We think “speeding” up our metabolism is good for us, but this is far from what our bodies actually desire.
The only thing our bodies worry about is survival, even if it doesn’t appear so at times. To mediate this, our bodies run on a complicated survival system that is loaded with mechanisms to help maintain stability. All of these mechanisms directly or indirectly influence two overall responses, which create the foundation of our metabolism: catabolism and anabolism. Catabolism is cellular disintegration (breaking down) while anabolism is cellular growth (building up). To maintain a balanced homeostatic state, we are perpetually breaking down, building up, or doing both with an emphasis on one. This emphasis is our “metabolic direction.”

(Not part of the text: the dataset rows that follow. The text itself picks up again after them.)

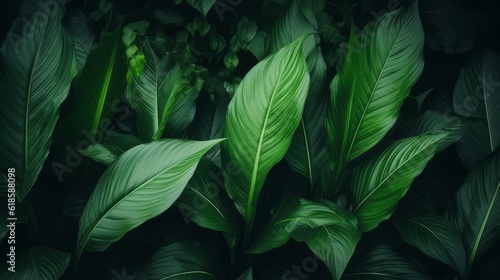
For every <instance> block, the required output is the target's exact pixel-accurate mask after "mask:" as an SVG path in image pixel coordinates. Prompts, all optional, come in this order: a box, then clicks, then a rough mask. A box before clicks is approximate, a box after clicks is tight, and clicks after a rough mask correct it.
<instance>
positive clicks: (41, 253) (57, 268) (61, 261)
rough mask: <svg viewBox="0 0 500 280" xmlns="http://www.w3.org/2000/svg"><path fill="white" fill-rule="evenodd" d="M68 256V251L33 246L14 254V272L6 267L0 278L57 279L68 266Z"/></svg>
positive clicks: (6, 279) (49, 247)
mask: <svg viewBox="0 0 500 280" xmlns="http://www.w3.org/2000/svg"><path fill="white" fill-rule="evenodd" d="M70 258H71V254H70V253H64V252H61V251H59V250H56V249H52V248H50V247H46V246H34V247H31V248H29V249H27V250H25V251H23V252H21V253H20V254H19V255H18V256H17V255H16V262H15V268H14V269H15V272H12V271H9V270H7V268H5V269H2V272H1V273H0V278H2V279H5V280H7V279H9V280H24V279H30V280H53V279H59V278H60V277H61V276H62V275H63V273H64V271H65V270H66V268H67V267H68V265H69V261H70ZM8 267H9V266H8Z"/></svg>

Our metabolic direction causes confusion because we label the symptoms (expressions) of these responses as “good” or “bad.” These adjectives are inherently subjective and are not aligned with how our bodies actually respond. Our survival mechanisms are all good, because they are meant to keep us alive – even when they appear to be bad. We see fat gain (anabolism of fat cells) as bad, but it’s really an unfavorable response to a good mechanism that’s meant to keep us alive. If we couldn’t store fat, then we couldn’t survive a famine. If we increase anabolism in our muscle fibers, this is favorable because we are growing and adapting. What about our muscle fibers being catabolic (breaking down)? Is this “good” or “bad?” If we are stranded in the wilderness with no food and our muscles are catabolic for days – this is unfavorable, but not bad. If our muscle couldn’t breakdown, then we wouldn’t be able to use it as an energy source to survive – and we would die. Now, that is objectively bad. If we are exercising and breaking down our muscles under controlled conditions, then it’s favorable because we can adapt and make them stronger. Understanding how all survival mechanisms are good, even when they result in unfavorable responses, gives us insight into signaling our bodies into doing what we desire.
This relationship between anabolic and catabolic mechanisms can be seen continuously interacting throughout all our physiological functions. At first glance, it’s easy to view their relationship as duplicitous, due to our perceived, never-ending contradictions in studies. Our bodies are made to survive in extreme conditions, so our metabolic direction is meant to be efficient. If we send our bodies signals to be both anabolic and catabolic, or signal the direction opposite of what they desire, this can weaken responses for both directions. A deeper look shows just how intertwined they truly are, in a constant yin and yang balance. Too much of either will weaken the other, while strengthening one can greatly increase the power of the other. If we help our bodies move in their natural metabolic direction, we can strengthen our metabolism and achieve unbelievable results. Specific environments and food will have a direct influence on our metabolic direction, which means we can categorize them as anabolic or catabolic. Once we know this, it’s as simple as plugging in the best “influencer” for our needs. This allows us to reverse-engineer the most important factors that affect fat loss, muscle gain, and overall health in our bodies. This means we don’t have to count calories, we don’t have to eat gross “healthy” cheat foods, we don’t have to change the quantity of food we eat, and we don’t have to follow someone else’s meal plan. We can eat the foods we already enjoy eating, even “junk” food, and still achieve amazing results – as long as we do so in a manner that supports our metabolic direction.